Nenhuma agência telegráfica tem o direito de ignorar essas condenações, que foram formuladas em atos públicos, e exaustivamente discutidas pela imprensa de todos os países e de todos os partidos.

Noticiando um fato tão evidentemente absurdo, a agência procedeu com manifesta ignorância ou má fé. E, no entanto, nada lhe sucedeu.

Outro exemplo frisante é um telegrama vindo há dias da Espanha. Informa ele que a Infanta Maria das Neves, e seu esposo, o pretendente carlista ao trono de Felipe II, levam uma vida de grande recolhimento, e de modelar piedade, comungando e assistindo à Missa diariamente. Isto não impede, acrescenta o telegrama, que a Infanta, participando, há alguns decênios, de uma revolução na Espanha, fizesse fuzilar quantos adversários lhe caíssem sob as garras. E, para obter o perdão, nada lhe parecia mais fácil do que correr ao primeiro confessionário, a acusar-se de tais atos, que "o seu coração de mulher reprovava, mas que o seu coração de capitão lhe impunha". E o telegrama acrescenta que a Infanta recebeu, por este motivo, mais de duzentas absolvições.
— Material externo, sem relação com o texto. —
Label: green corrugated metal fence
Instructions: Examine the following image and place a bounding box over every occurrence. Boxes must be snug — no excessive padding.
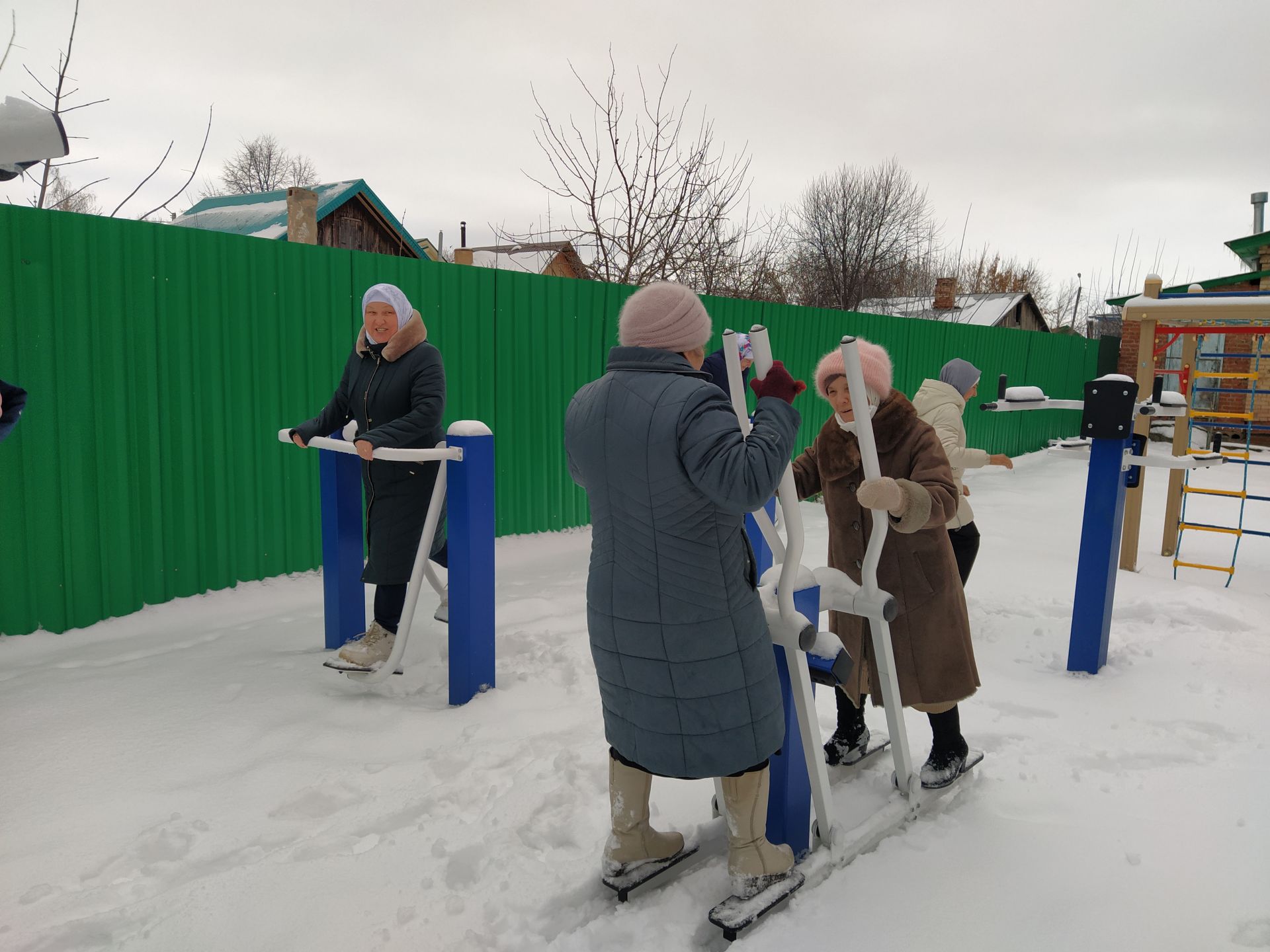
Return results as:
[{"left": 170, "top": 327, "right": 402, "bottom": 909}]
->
[{"left": 0, "top": 206, "right": 1097, "bottom": 633}]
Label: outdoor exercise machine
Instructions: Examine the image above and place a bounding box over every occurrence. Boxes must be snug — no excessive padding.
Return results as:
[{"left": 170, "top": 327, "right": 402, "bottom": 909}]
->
[{"left": 278, "top": 420, "right": 494, "bottom": 705}]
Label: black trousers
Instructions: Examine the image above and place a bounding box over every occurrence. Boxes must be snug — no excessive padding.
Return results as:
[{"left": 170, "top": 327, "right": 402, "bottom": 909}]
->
[
  {"left": 374, "top": 542, "right": 450, "bottom": 635},
  {"left": 949, "top": 520, "right": 979, "bottom": 586}
]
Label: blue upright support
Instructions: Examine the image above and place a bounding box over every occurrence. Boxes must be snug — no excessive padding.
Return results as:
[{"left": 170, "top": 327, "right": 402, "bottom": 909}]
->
[
  {"left": 745, "top": 499, "right": 776, "bottom": 579},
  {"left": 767, "top": 586, "right": 820, "bottom": 858},
  {"left": 446, "top": 422, "right": 494, "bottom": 705},
  {"left": 318, "top": 433, "right": 366, "bottom": 649},
  {"left": 1067, "top": 439, "right": 1130, "bottom": 674}
]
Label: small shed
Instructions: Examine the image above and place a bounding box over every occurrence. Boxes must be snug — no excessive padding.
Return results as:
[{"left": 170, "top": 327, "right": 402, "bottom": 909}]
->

O fato é manifestamente absurdo. Mesmo em alguma guerra de Canudos, seria difícil de se admitir que aparecesse uma mulher tão ignorante, que não soubesse que as confissões assim feitas são sacrílegas, e a absolvição nula, e um sacerdote tão esquecido de seus deveres, que lhe desse o perdão sacramental.

A Infanta, como princesa que é, terá recebido provavelmente a mais esmerada educação intelectual e religiosa.

A intensidade e sinceridade de sua vida religiosa nos é atestada pela própria vida recolhida que leva, e pela sua assistência diária ao Santo Sacrifício da Missa, durante o qual comunga. É o próprio telegrama quem o informa.

Como admitir-se em uma Princesa tão culta e piedosa, a aberração que o telegrama lhe atribui? Há nisto um evidente absurdo.

As conseqüências do telegrama são fáceis de perceber. Lança ele, em primeiro lugar, o descrédito no Sacramento da Penitência. Não faltará muito espírito malévolo ou simples que se deixe impressionar por um fato tão clamoroso. Em segundo lugar, difama uma princesa septuagenária, digna pelo seu nascimento, pelo seu sexo, pela sua idade, pelo seu próprio infortúnio, do respeito geral.

Será lícita esta liberdade de mentir?

Quando será imposto um paradeiro a esta situação?